I need to work about 56 hours a week to make October 1st under this plan. Normally, I work about 65 hours a week, so that isn’t a huge deal. I’m usually at my desk from 0830 to 2300 each work day, but an hour or two each day is lost to what I might generously call “unproductive activity.” I’m gifted with a considerable degree of focus, though, especially when I’m passionate about the work I’m doing. Over the 27 weeks of development, I’m looking at a predicted 1,755 hours of work if I don’t push myself too hard. In that time, I need to fit in and estimated 1,142 hours of development, which is actually just over 28 40-hour weeks.
There’s no question, I’m undertaking an ambitious schedule here, and I will be pushing hard to make my delivery date. I am not, however, making up numbers and diving in blind. My safety margin is nearly 35% of my total development time budget. I don’t have time to dilly-dally, but I do have the time to develop and deliver Slower Than Light on-schedule if the Kickstarter gets funded.
I have the time, the expertise, the knowledge, and the experience to delivery this project. I just really hope I can get the money.
4 thoughts on “Project Plan, Experience, and 1,500 Hours”

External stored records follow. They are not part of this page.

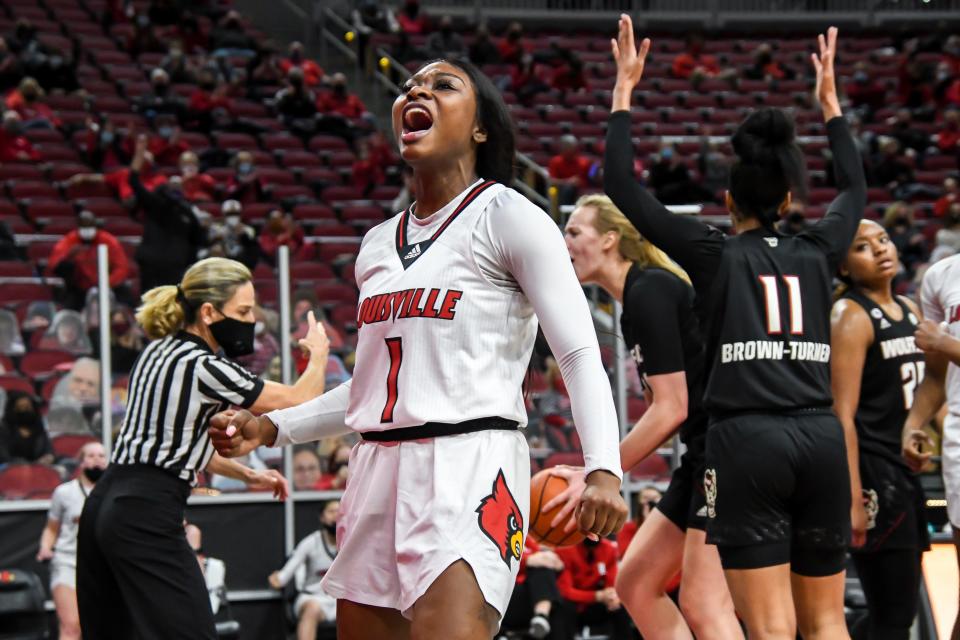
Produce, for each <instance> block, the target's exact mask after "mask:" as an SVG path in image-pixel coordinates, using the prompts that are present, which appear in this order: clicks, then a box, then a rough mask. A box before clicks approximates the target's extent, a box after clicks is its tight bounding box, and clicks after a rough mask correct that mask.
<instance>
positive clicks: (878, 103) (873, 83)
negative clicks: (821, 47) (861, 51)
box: [844, 61, 887, 120]
mask: <svg viewBox="0 0 960 640" xmlns="http://www.w3.org/2000/svg"><path fill="white" fill-rule="evenodd" d="M869 69H870V68H869V67H868V66H867V63H865V62H863V61H860V62H858V63H856V64H855V65H853V81H852V82H848V83H847V84H846V86H845V87H844V90H845V91H846V93H847V98H848V99H849V100H850V105H851V106H852V107H853V108H854V109H856V110H857V111H858V112H860V114H861V115H862V116H863V117H864V119H866V120H872V119H873V114H874V113H876V112H877V111H879V110H880V109H883V108H884V107H885V106H886V105H887V89H886V87H884V86H883V85H882V84H881V83H880V81H878V80H877V79H875V78H872V77H871V76H870V70H869Z"/></svg>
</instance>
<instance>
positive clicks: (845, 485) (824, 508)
mask: <svg viewBox="0 0 960 640" xmlns="http://www.w3.org/2000/svg"><path fill="white" fill-rule="evenodd" d="M706 466H707V469H706V471H705V472H704V489H705V492H706V501H707V516H708V521H707V541H708V542H710V543H712V544H716V545H717V547H718V549H719V551H720V559H721V561H722V563H723V566H724V568H725V569H758V568H762V567H770V566H775V565H780V564H786V563H790V566H791V570H792V571H793V572H794V573H797V574H800V575H805V576H828V575H833V574H836V573H839V572H840V571H842V570H843V567H844V560H845V554H846V548H847V545H848V543H849V540H850V477H849V474H848V470H847V455H846V446H845V444H844V439H843V427H841V425H840V421H839V420H837V418H836V416H834V415H833V414H832V413H829V412H826V411H811V412H797V413H791V414H776V415H770V414H742V415H738V416H734V417H730V418H726V419H723V420H719V421H717V422H714V423H712V424H711V425H710V428H709V430H708V431H707V455H706Z"/></svg>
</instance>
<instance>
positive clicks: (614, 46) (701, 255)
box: [603, 15, 723, 290]
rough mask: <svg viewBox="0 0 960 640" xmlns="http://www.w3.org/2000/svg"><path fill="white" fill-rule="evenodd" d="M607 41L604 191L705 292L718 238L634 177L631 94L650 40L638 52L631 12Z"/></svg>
mask: <svg viewBox="0 0 960 640" xmlns="http://www.w3.org/2000/svg"><path fill="white" fill-rule="evenodd" d="M611 44H612V48H613V57H614V59H615V60H616V62H617V82H616V85H615V86H614V89H613V107H612V109H611V111H612V113H611V114H610V121H609V123H608V126H607V141H606V152H605V155H604V176H603V188H604V191H606V193H607V195H609V196H610V198H611V199H612V200H613V202H614V203H615V204H616V205H617V207H619V208H620V210H621V211H623V213H624V215H626V216H627V218H628V219H629V220H630V222H631V223H632V224H633V226H635V227H636V228H637V230H638V231H640V233H641V234H642V235H643V236H644V237H646V238H649V239H650V241H651V242H653V243H654V244H655V245H657V246H658V247H660V248H661V249H663V250H664V251H665V252H666V253H667V255H669V256H670V257H671V258H672V259H673V260H675V261H676V262H677V263H679V264H680V266H682V267H683V268H684V269H685V270H686V271H687V273H688V274H690V277H691V279H692V280H693V281H694V286H695V287H696V288H697V289H698V290H706V289H707V288H708V287H709V283H710V281H711V280H712V276H713V274H714V273H715V272H716V267H717V265H718V264H719V262H720V256H721V253H722V251H723V236H722V235H721V234H720V232H719V231H717V230H716V229H713V228H711V227H709V226H708V225H706V224H704V223H702V222H700V221H699V220H696V219H694V218H691V217H686V216H678V215H674V214H672V213H670V211H668V210H667V208H666V207H664V206H663V205H662V204H661V203H660V201H659V200H657V199H656V198H655V197H654V196H653V194H651V193H650V192H649V191H648V190H647V189H646V188H645V187H644V186H643V185H642V184H640V182H638V181H637V179H636V177H635V176H634V171H633V161H634V157H633V142H632V140H631V137H630V96H631V94H632V93H633V90H634V88H635V87H636V85H637V83H638V82H639V81H640V78H641V77H642V76H643V66H644V64H645V61H646V56H647V53H648V52H649V50H650V40H649V39H648V38H644V40H643V42H642V43H641V44H640V50H639V52H638V51H637V48H636V46H635V44H634V38H633V22H632V21H631V20H630V16H627V15H621V16H620V25H619V35H618V37H617V39H616V40H613V41H612V42H611Z"/></svg>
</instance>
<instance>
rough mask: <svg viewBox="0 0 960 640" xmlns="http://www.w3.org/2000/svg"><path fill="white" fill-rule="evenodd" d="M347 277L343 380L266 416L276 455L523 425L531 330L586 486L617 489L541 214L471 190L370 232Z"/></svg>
mask: <svg viewBox="0 0 960 640" xmlns="http://www.w3.org/2000/svg"><path fill="white" fill-rule="evenodd" d="M413 206H416V205H415V204H414V205H413ZM355 274H356V278H357V284H358V286H359V287H360V303H359V305H358V309H357V327H358V342H357V352H356V353H357V356H356V366H355V367H354V371H353V378H352V380H350V381H348V382H345V383H344V384H342V385H340V386H339V387H336V388H334V389H331V390H330V391H327V392H326V393H324V394H323V395H321V396H319V397H317V398H315V399H313V400H311V401H309V402H306V403H304V404H301V405H298V406H296V407H291V408H289V409H282V410H278V411H272V412H270V413H269V414H268V417H269V418H270V420H271V421H273V423H274V424H275V425H276V427H277V438H276V441H275V442H274V446H278V447H279V446H284V445H288V444H297V443H301V442H312V441H315V440H318V439H321V438H326V437H331V436H336V435H340V434H341V433H345V432H347V431H348V430H350V429H352V430H353V431H360V432H365V431H384V430H388V429H397V428H404V427H411V426H416V425H422V424H424V423H427V422H436V423H450V424H456V423H460V422H464V421H467V420H472V419H476V418H487V417H495V418H504V419H507V420H515V421H516V422H518V423H519V424H520V425H521V426H524V425H525V424H526V422H527V414H526V410H525V408H524V401H523V392H522V388H523V379H524V376H525V375H526V371H527V366H528V364H529V362H530V356H531V353H532V352H533V343H534V340H535V339H536V334H537V324H538V322H539V324H540V326H541V327H542V328H543V333H544V336H545V337H546V339H547V343H548V344H549V345H550V349H551V351H552V352H553V354H554V357H555V358H556V359H557V364H558V366H559V368H560V372H561V374H562V375H563V380H564V382H565V383H566V386H567V390H568V391H569V393H570V402H571V409H572V412H573V418H574V424H575V425H576V428H577V431H578V433H579V434H580V442H581V445H582V448H583V455H584V467H585V471H586V473H590V472H591V471H593V470H595V469H605V470H608V471H610V472H611V473H613V474H614V475H616V476H617V477H622V473H621V471H620V451H619V442H620V434H619V429H618V427H617V424H618V423H617V415H616V410H615V408H614V406H613V395H612V393H611V391H610V380H609V378H608V377H607V374H606V371H605V369H604V367H603V363H602V362H601V359H600V348H599V346H598V344H597V335H596V332H595V331H594V328H593V322H592V320H591V317H590V310H589V307H588V305H587V301H586V297H585V296H584V294H583V289H582V288H581V286H580V283H579V282H577V278H576V274H575V273H574V271H573V265H572V264H571V263H570V257H569V255H568V253H567V250H566V247H565V246H564V241H563V236H562V234H561V233H560V230H559V229H558V228H557V225H556V223H555V222H554V221H553V220H551V219H550V217H549V216H547V214H546V213H545V212H543V211H542V210H540V209H538V208H537V207H536V206H534V205H533V204H532V203H531V202H530V201H528V200H527V199H526V198H524V197H523V196H521V195H520V194H519V193H517V192H516V191H514V190H513V189H510V188H507V187H505V186H503V185H501V184H497V183H495V182H491V181H485V180H478V181H477V182H475V183H474V184H472V185H471V186H470V187H468V188H467V189H466V190H465V191H463V193H461V194H459V195H458V196H457V197H456V198H454V199H453V200H452V201H450V202H449V203H447V205H445V206H444V207H443V208H441V209H440V210H438V211H436V212H435V213H433V214H432V215H430V216H428V217H426V218H423V219H417V218H416V217H415V216H414V215H412V212H411V211H410V210H407V211H405V212H403V213H400V214H397V215H396V216H394V217H393V218H391V219H389V220H387V221H385V222H383V223H382V224H380V225H378V226H376V227H374V228H373V229H371V230H370V231H368V232H367V234H366V236H365V237H364V239H363V243H362V244H361V246H360V253H359V255H358V256H357V262H356V268H355Z"/></svg>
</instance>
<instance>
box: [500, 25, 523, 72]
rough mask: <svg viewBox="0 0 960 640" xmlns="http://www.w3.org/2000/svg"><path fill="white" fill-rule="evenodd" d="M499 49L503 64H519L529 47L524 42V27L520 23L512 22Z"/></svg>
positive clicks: (507, 27)
mask: <svg viewBox="0 0 960 640" xmlns="http://www.w3.org/2000/svg"><path fill="white" fill-rule="evenodd" d="M497 48H498V49H499V50H500V61H501V62H502V63H504V64H518V63H519V62H520V60H521V59H522V58H523V55H524V54H525V53H527V45H526V43H525V42H524V41H523V25H522V24H520V23H519V22H511V23H510V26H508V27H507V33H506V35H504V37H503V40H501V41H500V44H499V45H498V47H497Z"/></svg>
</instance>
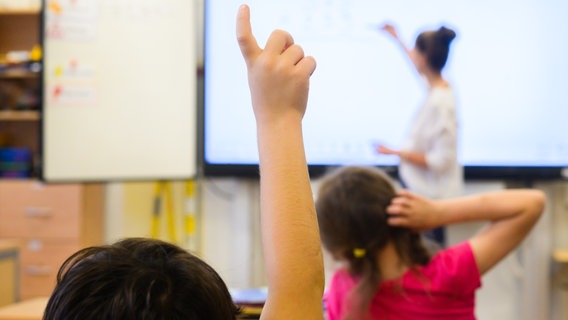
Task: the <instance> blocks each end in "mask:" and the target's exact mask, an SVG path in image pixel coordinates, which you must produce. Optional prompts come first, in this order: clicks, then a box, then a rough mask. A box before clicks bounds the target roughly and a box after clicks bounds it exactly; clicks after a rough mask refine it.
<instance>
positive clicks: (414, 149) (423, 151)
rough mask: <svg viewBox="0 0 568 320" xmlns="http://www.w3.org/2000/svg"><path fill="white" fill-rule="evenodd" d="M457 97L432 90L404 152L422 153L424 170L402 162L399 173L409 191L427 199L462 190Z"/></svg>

Just a quick note – it’s ironic to me that you are developing this PC game. This follows along the lines of a boardgame design I worked on for several months, back around 2008. The players had to decide how many probes to send to which star systems (more probes=better information), before equipping and launching colony ships. A risk management scenario, basically, but unfortunately, gameplay always seemed to revolve around some degree of raw luck (good or bad) in results, so I shelved it.
I’ll back your project, though, because the subject matter is dear to my own heart. I just wish I could live long enough to see it happen.
I seem to recall a very small mini-game at the beginning of Sierra’s Outpost that ran along those lines, during initial system selection. I’m sure your design had deeper decision-making structure, though.
Believe it or not, I play a lot of board games, too. Already a number of people have asked me if I drew any inspiration from Phil Eklund’s High Frontier, which I own a well-loved copy of. There’s certainly a fair number of assists I got while designing Slower Than Light from Phil’s rather exhaustively-researched appendices.